Resolving Conflicts of Interest
Several ethics provisions concern conflicting financial interests and the requirement that employees act impartially. In particular, a criminal conflict of interest statute, 18 U.S.C. § 208, requires an employee to be disqualified ("recused") from a particular matter if it would have a direct and predictable effect on the employee's own financial interests or on certain financial interests that are treated as the employee's own, such as those of the employee's spouse or a prospective employer.
There are a number of ways to deal with a financial conflict of interest under 18 U.S.C. § 208:
- An exemption may apply. OGE has exempted financial interests which are too remote or too inconsequential to affect the integrity of an employee's service to the Government. For example, an exemption permits an employee to participate in a matter even though it would affect the financial interests of a company in which the employee owns a small amount of stock. An employee does not have to be authorized to use an exemption – the employee can simply rely on it if it applies. The exemptions are published in Subpart B of 5 C.F.R. part 2640. (Note: A special Government employee who is serving on an advisory committee may rely on special exemptions.)
- The employee may be recused from the matter. If an exemption does not remedy a potential conflict of interest, the agency may decide that it can permit the employee to be recused from the matter. Recusal is often the appropriate remedy, unless the financial interest is determined to pose a "substantial conflict" because the work cannot be readily reassigned or because it is central or critical to the performance of the employee's Government duties.
- The employee may divest the conflicting property. If an employee's financial interest poses a "substantial conflict," an employee may be directed to divest (sell) the stock or other conflicting property. Section 1043 of the Internal Revenue Code and Subpart J of 5 C.F.R. part 2634 may permit a person to defer capital gains taxes on property that must be sold to comply with conflict of interest requirements. To defer the gains, the person must obtain a certificate of divestiture from OGE before selling the property and must reinvest the proceeds into permitted property.
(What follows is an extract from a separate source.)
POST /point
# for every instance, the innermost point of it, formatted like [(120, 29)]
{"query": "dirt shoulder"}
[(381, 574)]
- An authorized official may grant an individual waiver to the employee. In general, an agency will consider granting a waiver only if an exemption does not remedy the conflict of interest and neither recusal nor divestiture are reasonable options. For example, recusal may not be a reasonable option if the work cannot be readily assigned to another employee, and divestiture may not be a reasonable option if the conflicting property is in a trust or limited partnership. OGE has published guidance concerning waivers in Subpart C of 5 C.F.R. part 2640. (Note: If the employee is a special Government employee who is serving on an advisory committee, the agency can use special waiver provisions.)
- The employee may establish a qualified trust. Qualified trusts are rare. A trust must be certified by OGE and meet other requirements set forth in Subpart D of 5 C.F.R. part 2634, including the requirement that the employee turn over management of the trust assets to a trustee who is approved by OGE. There are two types of qualified trusts:
- Qualified Blind Trust. An employee may place most types of assets into a blind trust portfolio. These initial assets continue to pose a conflict of interest until they have been sold or reduced to a value of less than $1,000. Any new assets purchased by the independent trustee may not be disclosed to the employee and therefore will not present a conflict of interest.
- Qualified Diversified Trust. An employee can place only readily marketable securities in the trust portfolio and the portfolio must meet certain diversification standards. The initial assets of a diversified trust are not considered to pose a conflict of interest because the portfolio is so diversified that an official action taken by the employee would not have a direct and predictable effect on the value of the portfolio.
The information on this page is not a substitute for individual advice. Agency ethics officials should be consulted about specific situations.